株式会社刀 代表取締役 CEO 森岡毅氏
JUNGLIA OKINAWA(ジャングリア沖縄)とは?
ジャングリア沖縄は、亜熱帯地域にある沖縄ならではの植物が生い茂る「やんばる」の絶景の中、ここでしか味わえない体験による〝興奮〟と、本物の自然に没入する〝贅沢〟が合わさった解放感が導き出す、〝Power Vacance!!〟を体験できる唯一無二のテーマパークです。
開業予定日は2025年7月25日(金)。沖縄県国頭郡今帰仁村字呉我山553番地1に、敷地総面積 約120haのうち、約60haをパーク総面積として、アトラクション、エンターテイメント、スパ、レストラン、ショップが開業します。
開業時のアトラクション数は22を予定。中でも「DINOSAUR SAFARI(ダイナソー サファリ)」が人気ナンバー1のアトラクションになりそうと、期待されています。
こちらは12人乗りの大型オフロード車に乗り込み、20頭もの恐竜がいる生息地に乗り込むというもの。
ビル7階建て相当の19mにおよぶブラキオサウルスや、トリケラトプス。そして、T-REXが猛スピードで追いかける、ハラハラドキドキのアトラクションです。
また、「HORIZON BALLOON(ホライゾン バルーン)」も人気沸騰間違いなし。
直径約23mの巨大な気球に乗りこみ、標高200mを越える上空の澄み切った空気の中、スパークリングワインのグラスを優雅に傾けながら、ゴンドラで寛ぐ贅沢な時間を味わえます。
そして、「SKY PHOENIX(スカイ フェニックス)」は、約19mの高さから、やんばるの大自然に向かい生身でダイブ! 鳥のように約280m滑空する、〝空を飛ぶ〟体験は強烈な爽快感にあふれます。
アトラクション以外の時間も充実しています。
レストランやショップが集まるエントランスビレッジに位置する「PANORAMA DINING(パノラマ ダイニング)」は、パークの景色を一望できるレストランです
さらに、ジャングルと青空のコントラストが美しい、大絶景を望む「SPA JUNGLIA(スパ ジャングリア)」は、ギネス世界記録に認定された世界一の贅沢インフィニティスパなど、幅広いラインアップのお風呂とサウナ施設を備えます。

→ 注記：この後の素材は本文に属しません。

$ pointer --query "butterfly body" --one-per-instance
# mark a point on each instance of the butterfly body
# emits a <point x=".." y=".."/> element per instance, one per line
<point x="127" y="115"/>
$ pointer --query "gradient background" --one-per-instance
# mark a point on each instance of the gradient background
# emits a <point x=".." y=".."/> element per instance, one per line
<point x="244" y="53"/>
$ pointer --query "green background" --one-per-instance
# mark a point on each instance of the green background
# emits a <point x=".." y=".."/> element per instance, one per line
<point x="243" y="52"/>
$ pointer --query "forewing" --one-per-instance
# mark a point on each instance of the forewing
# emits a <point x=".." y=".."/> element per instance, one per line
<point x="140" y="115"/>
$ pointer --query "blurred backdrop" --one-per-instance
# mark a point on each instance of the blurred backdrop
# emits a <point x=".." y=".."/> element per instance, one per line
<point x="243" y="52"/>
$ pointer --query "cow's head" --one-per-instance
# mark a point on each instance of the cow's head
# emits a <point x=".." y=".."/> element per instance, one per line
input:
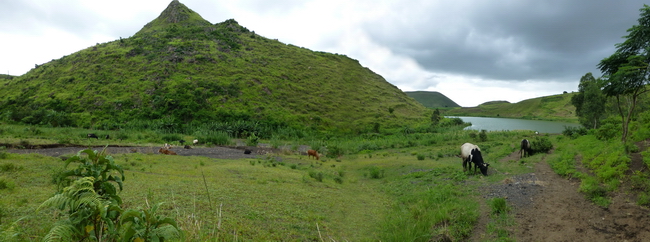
<point x="483" y="168"/>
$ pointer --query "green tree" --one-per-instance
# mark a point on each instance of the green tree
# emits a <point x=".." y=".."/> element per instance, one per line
<point x="436" y="117"/>
<point x="625" y="73"/>
<point x="589" y="102"/>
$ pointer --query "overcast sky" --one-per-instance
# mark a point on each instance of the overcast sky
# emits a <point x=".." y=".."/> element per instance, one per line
<point x="473" y="51"/>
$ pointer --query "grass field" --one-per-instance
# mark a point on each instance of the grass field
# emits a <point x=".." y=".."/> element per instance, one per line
<point x="415" y="191"/>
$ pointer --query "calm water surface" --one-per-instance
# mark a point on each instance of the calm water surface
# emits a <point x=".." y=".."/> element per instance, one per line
<point x="499" y="124"/>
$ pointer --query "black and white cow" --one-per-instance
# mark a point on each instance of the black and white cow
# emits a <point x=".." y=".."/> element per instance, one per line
<point x="525" y="148"/>
<point x="470" y="153"/>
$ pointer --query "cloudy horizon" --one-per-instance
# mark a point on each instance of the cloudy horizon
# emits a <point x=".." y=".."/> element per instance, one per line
<point x="472" y="51"/>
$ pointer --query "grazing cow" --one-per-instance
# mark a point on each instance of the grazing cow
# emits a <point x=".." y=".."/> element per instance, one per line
<point x="166" y="151"/>
<point x="470" y="153"/>
<point x="313" y="153"/>
<point x="525" y="148"/>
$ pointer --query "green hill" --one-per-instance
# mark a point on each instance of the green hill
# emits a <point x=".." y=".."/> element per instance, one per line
<point x="555" y="107"/>
<point x="181" y="70"/>
<point x="432" y="99"/>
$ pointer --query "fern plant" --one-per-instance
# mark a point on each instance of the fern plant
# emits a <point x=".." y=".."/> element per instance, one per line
<point x="92" y="209"/>
<point x="145" y="225"/>
<point x="101" y="167"/>
<point x="87" y="215"/>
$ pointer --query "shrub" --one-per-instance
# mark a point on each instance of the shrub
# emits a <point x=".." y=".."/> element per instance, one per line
<point x="217" y="138"/>
<point x="316" y="175"/>
<point x="334" y="151"/>
<point x="375" y="172"/>
<point x="608" y="131"/>
<point x="5" y="184"/>
<point x="9" y="167"/>
<point x="483" y="135"/>
<point x="171" y="137"/>
<point x="90" y="207"/>
<point x="541" y="145"/>
<point x="574" y="132"/>
<point x="252" y="140"/>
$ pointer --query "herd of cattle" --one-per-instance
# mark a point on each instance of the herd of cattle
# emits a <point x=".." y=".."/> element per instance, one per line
<point x="470" y="153"/>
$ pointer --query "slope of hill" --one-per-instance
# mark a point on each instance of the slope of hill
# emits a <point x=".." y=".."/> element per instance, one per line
<point x="555" y="107"/>
<point x="432" y="99"/>
<point x="179" y="69"/>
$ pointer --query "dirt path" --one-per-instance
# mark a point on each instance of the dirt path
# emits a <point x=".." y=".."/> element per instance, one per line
<point x="548" y="207"/>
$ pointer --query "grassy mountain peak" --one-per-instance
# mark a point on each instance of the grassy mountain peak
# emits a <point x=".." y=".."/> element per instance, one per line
<point x="555" y="107"/>
<point x="432" y="99"/>
<point x="176" y="14"/>
<point x="181" y="71"/>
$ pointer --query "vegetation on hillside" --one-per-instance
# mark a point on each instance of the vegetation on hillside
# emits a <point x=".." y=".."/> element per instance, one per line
<point x="553" y="108"/>
<point x="180" y="72"/>
<point x="432" y="99"/>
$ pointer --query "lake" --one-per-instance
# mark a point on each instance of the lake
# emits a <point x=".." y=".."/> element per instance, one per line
<point x="499" y="124"/>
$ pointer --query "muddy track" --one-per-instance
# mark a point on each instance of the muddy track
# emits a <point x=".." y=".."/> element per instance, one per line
<point x="548" y="207"/>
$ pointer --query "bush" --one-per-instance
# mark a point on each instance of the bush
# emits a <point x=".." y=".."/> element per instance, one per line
<point x="9" y="167"/>
<point x="5" y="184"/>
<point x="252" y="140"/>
<point x="316" y="175"/>
<point x="644" y="199"/>
<point x="574" y="132"/>
<point x="171" y="137"/>
<point x="483" y="135"/>
<point x="541" y="145"/>
<point x="334" y="151"/>
<point x="376" y="172"/>
<point x="608" y="131"/>
<point x="217" y="138"/>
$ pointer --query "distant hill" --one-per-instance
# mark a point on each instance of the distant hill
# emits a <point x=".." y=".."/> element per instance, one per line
<point x="181" y="70"/>
<point x="432" y="99"/>
<point x="6" y="77"/>
<point x="555" y="107"/>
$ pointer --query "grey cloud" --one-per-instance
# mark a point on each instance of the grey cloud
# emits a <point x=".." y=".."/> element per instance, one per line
<point x="512" y="40"/>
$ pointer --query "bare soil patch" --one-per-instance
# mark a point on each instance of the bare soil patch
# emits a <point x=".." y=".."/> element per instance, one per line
<point x="548" y="207"/>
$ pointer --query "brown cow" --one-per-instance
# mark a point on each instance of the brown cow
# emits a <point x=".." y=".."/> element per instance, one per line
<point x="313" y="153"/>
<point x="166" y="151"/>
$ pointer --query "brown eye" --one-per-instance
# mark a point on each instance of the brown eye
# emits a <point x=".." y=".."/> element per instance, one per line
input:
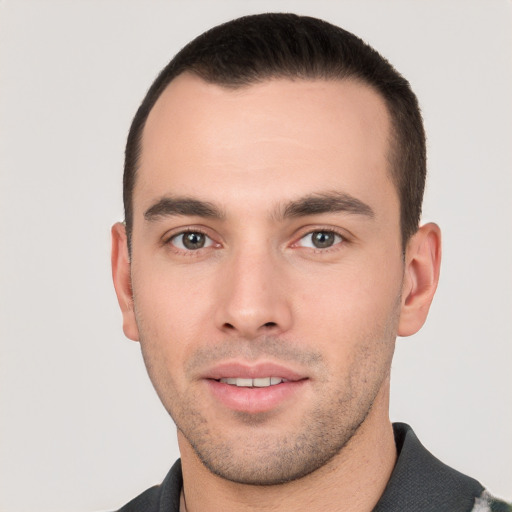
<point x="320" y="239"/>
<point x="191" y="241"/>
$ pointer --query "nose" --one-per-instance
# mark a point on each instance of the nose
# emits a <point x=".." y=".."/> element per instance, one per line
<point x="253" y="299"/>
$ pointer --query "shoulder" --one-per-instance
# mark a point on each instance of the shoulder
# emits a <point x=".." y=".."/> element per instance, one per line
<point x="488" y="503"/>
<point x="421" y="482"/>
<point x="160" y="498"/>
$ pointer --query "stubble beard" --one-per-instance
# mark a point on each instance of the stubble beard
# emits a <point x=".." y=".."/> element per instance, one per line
<point x="253" y="454"/>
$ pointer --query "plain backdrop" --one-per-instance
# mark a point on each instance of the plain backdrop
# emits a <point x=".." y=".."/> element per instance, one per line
<point x="80" y="426"/>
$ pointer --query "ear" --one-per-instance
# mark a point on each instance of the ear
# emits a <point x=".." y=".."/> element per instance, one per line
<point x="422" y="263"/>
<point x="122" y="280"/>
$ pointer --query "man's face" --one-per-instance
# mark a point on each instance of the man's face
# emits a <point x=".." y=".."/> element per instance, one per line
<point x="267" y="269"/>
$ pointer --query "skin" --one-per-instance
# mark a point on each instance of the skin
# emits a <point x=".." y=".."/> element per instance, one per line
<point x="260" y="292"/>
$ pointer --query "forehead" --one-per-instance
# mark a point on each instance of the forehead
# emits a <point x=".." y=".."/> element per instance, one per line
<point x="277" y="138"/>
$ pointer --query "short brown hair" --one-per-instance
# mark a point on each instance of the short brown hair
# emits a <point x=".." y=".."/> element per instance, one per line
<point x="260" y="47"/>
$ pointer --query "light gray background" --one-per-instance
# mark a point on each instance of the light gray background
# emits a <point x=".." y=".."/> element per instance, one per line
<point x="80" y="426"/>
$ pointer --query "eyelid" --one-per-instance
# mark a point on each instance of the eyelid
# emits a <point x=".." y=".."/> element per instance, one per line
<point x="309" y="230"/>
<point x="168" y="237"/>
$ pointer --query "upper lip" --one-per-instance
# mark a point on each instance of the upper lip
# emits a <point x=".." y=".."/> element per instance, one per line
<point x="251" y="371"/>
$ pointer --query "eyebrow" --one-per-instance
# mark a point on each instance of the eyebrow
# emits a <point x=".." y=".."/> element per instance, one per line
<point x="328" y="202"/>
<point x="182" y="206"/>
<point x="313" y="204"/>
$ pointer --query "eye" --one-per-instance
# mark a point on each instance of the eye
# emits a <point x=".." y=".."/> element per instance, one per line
<point x="320" y="239"/>
<point x="191" y="241"/>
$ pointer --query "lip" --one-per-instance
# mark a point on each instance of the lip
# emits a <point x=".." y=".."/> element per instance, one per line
<point x="253" y="400"/>
<point x="248" y="371"/>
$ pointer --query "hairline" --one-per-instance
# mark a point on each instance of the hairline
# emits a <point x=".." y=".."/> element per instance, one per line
<point x="392" y="137"/>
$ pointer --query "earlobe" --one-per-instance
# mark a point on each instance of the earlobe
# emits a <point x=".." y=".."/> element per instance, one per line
<point x="422" y="265"/>
<point x="122" y="280"/>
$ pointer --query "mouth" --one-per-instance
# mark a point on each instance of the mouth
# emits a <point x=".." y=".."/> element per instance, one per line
<point x="260" y="382"/>
<point x="254" y="388"/>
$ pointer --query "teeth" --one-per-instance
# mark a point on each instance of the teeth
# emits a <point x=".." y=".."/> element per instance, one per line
<point x="261" y="382"/>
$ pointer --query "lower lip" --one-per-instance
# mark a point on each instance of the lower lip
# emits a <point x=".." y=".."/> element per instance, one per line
<point x="254" y="400"/>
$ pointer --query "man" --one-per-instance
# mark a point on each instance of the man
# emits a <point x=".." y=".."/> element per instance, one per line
<point x="270" y="255"/>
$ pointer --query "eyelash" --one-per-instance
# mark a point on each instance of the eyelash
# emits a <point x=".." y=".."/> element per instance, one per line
<point x="334" y="247"/>
<point x="191" y="252"/>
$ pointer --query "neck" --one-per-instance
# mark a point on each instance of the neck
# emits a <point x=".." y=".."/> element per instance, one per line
<point x="356" y="477"/>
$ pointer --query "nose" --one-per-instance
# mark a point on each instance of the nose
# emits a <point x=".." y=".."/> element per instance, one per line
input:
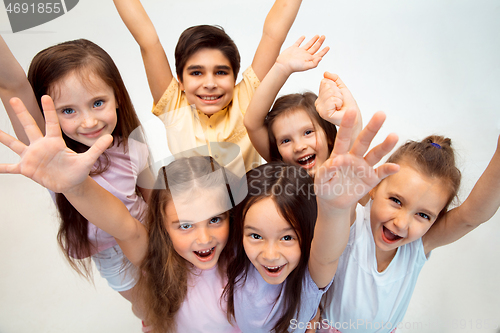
<point x="89" y="121"/>
<point x="204" y="236"/>
<point x="271" y="252"/>
<point x="299" y="146"/>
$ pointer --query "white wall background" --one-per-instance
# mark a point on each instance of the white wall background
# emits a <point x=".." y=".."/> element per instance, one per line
<point x="432" y="66"/>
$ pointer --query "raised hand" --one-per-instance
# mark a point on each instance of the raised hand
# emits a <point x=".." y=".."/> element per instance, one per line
<point x="348" y="175"/>
<point x="47" y="160"/>
<point x="298" y="59"/>
<point x="335" y="99"/>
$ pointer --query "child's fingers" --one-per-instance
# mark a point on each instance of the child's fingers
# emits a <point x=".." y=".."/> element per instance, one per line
<point x="364" y="139"/>
<point x="15" y="145"/>
<point x="378" y="152"/>
<point x="343" y="138"/>
<point x="10" y="168"/>
<point x="323" y="51"/>
<point x="52" y="127"/>
<point x="299" y="41"/>
<point x="30" y="127"/>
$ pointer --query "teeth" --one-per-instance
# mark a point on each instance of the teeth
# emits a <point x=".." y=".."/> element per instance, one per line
<point x="305" y="158"/>
<point x="393" y="233"/>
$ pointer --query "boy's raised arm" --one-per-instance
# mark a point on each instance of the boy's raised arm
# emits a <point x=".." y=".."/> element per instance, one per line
<point x="481" y="204"/>
<point x="155" y="60"/>
<point x="278" y="22"/>
<point x="13" y="83"/>
<point x="293" y="59"/>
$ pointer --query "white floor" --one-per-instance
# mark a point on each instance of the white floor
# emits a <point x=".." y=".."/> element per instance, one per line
<point x="432" y="66"/>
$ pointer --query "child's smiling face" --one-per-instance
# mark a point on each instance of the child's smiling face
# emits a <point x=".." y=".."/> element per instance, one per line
<point x="208" y="80"/>
<point x="404" y="207"/>
<point x="270" y="242"/>
<point x="300" y="142"/>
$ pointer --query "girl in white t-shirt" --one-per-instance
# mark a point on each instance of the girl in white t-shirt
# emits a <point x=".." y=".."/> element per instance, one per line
<point x="393" y="236"/>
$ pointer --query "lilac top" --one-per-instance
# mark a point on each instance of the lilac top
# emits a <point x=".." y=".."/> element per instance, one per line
<point x="258" y="304"/>
<point x="120" y="179"/>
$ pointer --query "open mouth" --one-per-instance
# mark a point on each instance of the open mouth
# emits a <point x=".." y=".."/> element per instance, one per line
<point x="205" y="255"/>
<point x="273" y="270"/>
<point x="389" y="236"/>
<point x="307" y="161"/>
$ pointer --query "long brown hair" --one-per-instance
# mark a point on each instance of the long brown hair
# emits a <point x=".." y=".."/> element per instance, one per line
<point x="292" y="103"/>
<point x="433" y="157"/>
<point x="299" y="209"/>
<point x="200" y="37"/>
<point x="163" y="284"/>
<point x="47" y="68"/>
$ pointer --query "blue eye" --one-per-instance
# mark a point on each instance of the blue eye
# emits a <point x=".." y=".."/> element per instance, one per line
<point x="215" y="220"/>
<point x="425" y="216"/>
<point x="395" y="200"/>
<point x="68" y="111"/>
<point x="185" y="226"/>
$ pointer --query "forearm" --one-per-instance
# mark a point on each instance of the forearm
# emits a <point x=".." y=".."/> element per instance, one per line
<point x="259" y="107"/>
<point x="13" y="83"/>
<point x="484" y="199"/>
<point x="280" y="18"/>
<point x="331" y="235"/>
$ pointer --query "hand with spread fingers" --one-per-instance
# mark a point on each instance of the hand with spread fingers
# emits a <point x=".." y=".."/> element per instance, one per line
<point x="299" y="58"/>
<point x="47" y="160"/>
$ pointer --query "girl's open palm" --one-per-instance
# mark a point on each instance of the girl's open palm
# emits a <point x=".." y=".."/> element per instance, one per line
<point x="347" y="176"/>
<point x="47" y="160"/>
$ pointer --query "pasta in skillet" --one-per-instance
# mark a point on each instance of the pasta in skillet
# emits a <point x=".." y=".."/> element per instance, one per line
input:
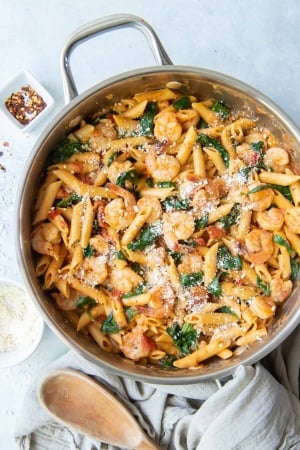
<point x="168" y="229"/>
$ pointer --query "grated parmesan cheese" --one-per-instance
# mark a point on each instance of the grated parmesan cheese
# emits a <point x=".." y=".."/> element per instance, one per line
<point x="19" y="320"/>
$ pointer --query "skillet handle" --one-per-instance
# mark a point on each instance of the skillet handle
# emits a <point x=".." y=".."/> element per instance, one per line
<point x="100" y="26"/>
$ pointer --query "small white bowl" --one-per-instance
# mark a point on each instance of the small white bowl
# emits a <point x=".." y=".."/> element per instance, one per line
<point x="21" y="326"/>
<point x="22" y="79"/>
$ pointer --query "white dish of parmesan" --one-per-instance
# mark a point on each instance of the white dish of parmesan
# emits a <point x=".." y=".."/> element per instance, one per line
<point x="21" y="326"/>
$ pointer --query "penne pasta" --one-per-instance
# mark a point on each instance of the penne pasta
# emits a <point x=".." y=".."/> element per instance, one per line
<point x="169" y="230"/>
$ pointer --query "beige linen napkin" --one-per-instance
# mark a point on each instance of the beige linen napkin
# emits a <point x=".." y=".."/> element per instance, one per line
<point x="255" y="409"/>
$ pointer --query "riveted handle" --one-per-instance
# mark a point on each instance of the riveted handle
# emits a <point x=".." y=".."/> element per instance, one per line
<point x="102" y="25"/>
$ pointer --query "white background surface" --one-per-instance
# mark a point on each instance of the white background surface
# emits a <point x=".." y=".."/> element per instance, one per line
<point x="257" y="42"/>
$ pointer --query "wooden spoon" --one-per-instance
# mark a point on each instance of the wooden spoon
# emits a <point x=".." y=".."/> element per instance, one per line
<point x="76" y="400"/>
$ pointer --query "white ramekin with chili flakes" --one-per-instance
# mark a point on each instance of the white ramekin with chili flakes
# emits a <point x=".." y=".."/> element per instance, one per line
<point x="25" y="101"/>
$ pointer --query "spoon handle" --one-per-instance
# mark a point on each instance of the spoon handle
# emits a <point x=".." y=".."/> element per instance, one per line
<point x="146" y="444"/>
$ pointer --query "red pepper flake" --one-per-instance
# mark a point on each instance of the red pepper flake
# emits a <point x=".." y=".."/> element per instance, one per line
<point x="25" y="104"/>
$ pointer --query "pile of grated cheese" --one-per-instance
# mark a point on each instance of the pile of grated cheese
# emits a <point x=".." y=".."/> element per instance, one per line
<point x="18" y="319"/>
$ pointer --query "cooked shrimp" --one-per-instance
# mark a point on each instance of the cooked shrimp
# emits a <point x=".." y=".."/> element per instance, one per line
<point x="125" y="280"/>
<point x="93" y="270"/>
<point x="261" y="200"/>
<point x="277" y="158"/>
<point x="167" y="127"/>
<point x="120" y="212"/>
<point x="162" y="167"/>
<point x="271" y="219"/>
<point x="191" y="262"/>
<point x="177" y="225"/>
<point x="64" y="303"/>
<point x="188" y="118"/>
<point x="259" y="246"/>
<point x="280" y="289"/>
<point x="136" y="345"/>
<point x="116" y="168"/>
<point x="103" y="133"/>
<point x="254" y="137"/>
<point x="292" y="219"/>
<point x="45" y="239"/>
<point x="155" y="205"/>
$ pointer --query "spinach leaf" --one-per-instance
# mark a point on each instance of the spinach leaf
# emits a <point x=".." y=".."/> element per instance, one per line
<point x="258" y="147"/>
<point x="202" y="222"/>
<point x="128" y="180"/>
<point x="109" y="325"/>
<point x="227" y="261"/>
<point x="112" y="158"/>
<point x="121" y="256"/>
<point x="71" y="200"/>
<point x="207" y="141"/>
<point x="284" y="190"/>
<point x="279" y="240"/>
<point x="147" y="120"/>
<point x="66" y="148"/>
<point x="182" y="103"/>
<point x="146" y="237"/>
<point x="295" y="269"/>
<point x="264" y="287"/>
<point x="167" y="362"/>
<point x="85" y="301"/>
<point x="225" y="309"/>
<point x="177" y="256"/>
<point x="191" y="279"/>
<point x="173" y="203"/>
<point x="214" y="286"/>
<point x="88" y="251"/>
<point x="232" y="218"/>
<point x="221" y="109"/>
<point x="185" y="338"/>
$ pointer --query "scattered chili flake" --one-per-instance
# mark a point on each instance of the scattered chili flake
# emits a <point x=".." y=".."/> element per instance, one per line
<point x="25" y="104"/>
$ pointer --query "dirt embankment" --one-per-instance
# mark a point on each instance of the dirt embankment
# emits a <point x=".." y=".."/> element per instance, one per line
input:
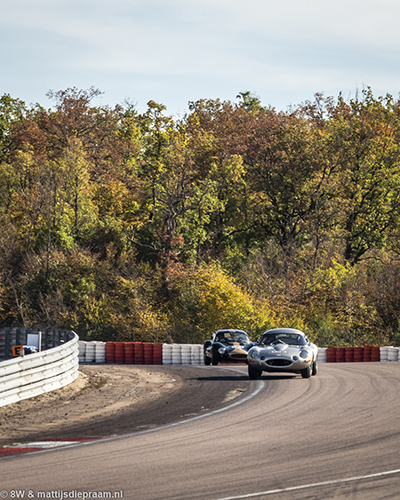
<point x="110" y="400"/>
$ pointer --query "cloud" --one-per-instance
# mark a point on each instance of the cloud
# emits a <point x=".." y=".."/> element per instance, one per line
<point x="180" y="46"/>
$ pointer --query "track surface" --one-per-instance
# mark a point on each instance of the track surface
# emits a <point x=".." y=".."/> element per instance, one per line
<point x="296" y="439"/>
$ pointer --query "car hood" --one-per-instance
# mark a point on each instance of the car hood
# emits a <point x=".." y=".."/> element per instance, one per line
<point x="282" y="349"/>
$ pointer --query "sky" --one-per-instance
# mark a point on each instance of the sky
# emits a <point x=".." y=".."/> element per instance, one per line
<point x="178" y="51"/>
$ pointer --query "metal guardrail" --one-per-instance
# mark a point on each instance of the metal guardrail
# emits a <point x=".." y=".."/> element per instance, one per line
<point x="28" y="376"/>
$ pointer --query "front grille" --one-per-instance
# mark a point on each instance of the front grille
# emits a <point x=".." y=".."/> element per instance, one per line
<point x="279" y="362"/>
<point x="238" y="356"/>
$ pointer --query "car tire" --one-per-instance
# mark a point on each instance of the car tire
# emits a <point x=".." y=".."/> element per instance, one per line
<point x="254" y="374"/>
<point x="214" y="357"/>
<point x="306" y="373"/>
<point x="314" y="368"/>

ジャングリア沖縄は、入場チケット(フリーパス)制での運営を予定。1Dayチケットを購入すると、アトラクションやレストラン、ショップなどの体験をすべて楽しむことができます。
入場チケットのほかにも、アトラクションをスムーズに楽しめるチケットなど、様々なチケットを、今後販売予定となっています。
沖縄の新テーマパーク開業への挑戦
沖縄本島の北部に新たにオープンするジャングリア沖縄ですが、関西大学名誉教授 宮本勝浩氏によると、経済波及効果は、開業から15年で約6兆8080億100万円、雇用創出は88万1531人と試算されています。
*宮本勝浩 関西大学名誉教授および大阪府立大学王秀芳客員研究員による試算
テーマパークとしての楽しさはもちろん、沖縄経済、そして日本経済にも大きな影響を与えるであろう、ジャングリア沖縄。
しかし、開業への経緯は決して平坦なものではありませんでした。
ここからは、森岡氏の奮闘の道のりをご紹介します。
【参考】【公式】ジャングリア沖縄https://junglia.jp/
■2011年 USJで沖縄の新テーマパークを構想
沖縄に新たなテーマパークを築くという構想は、森岡氏がUSJ在籍時の2011年頃にスタートしました。
そして、2012年にはプロジェクトが発足し、テーマパークの実現は順調に進むかと思われました。
■2015年 コムキャストがUSJを約1830億円で買収。計画は白紙に
そんな中、2015年に米ケーブルテレビ大手のコムキャストが、米ゴールドマン・サックスなどから、USJの発行済み株式51%を約1830億円で取得することになりました。
そして、2017年には、残りの49%の株式を約2500億円で取得し、完全子会社化することに。
会社そのものが大きく変わる、そんなビジネスの荒波にもまれ、沖縄の新テーマパーク構想は白紙に戻らざるを得なかったのです。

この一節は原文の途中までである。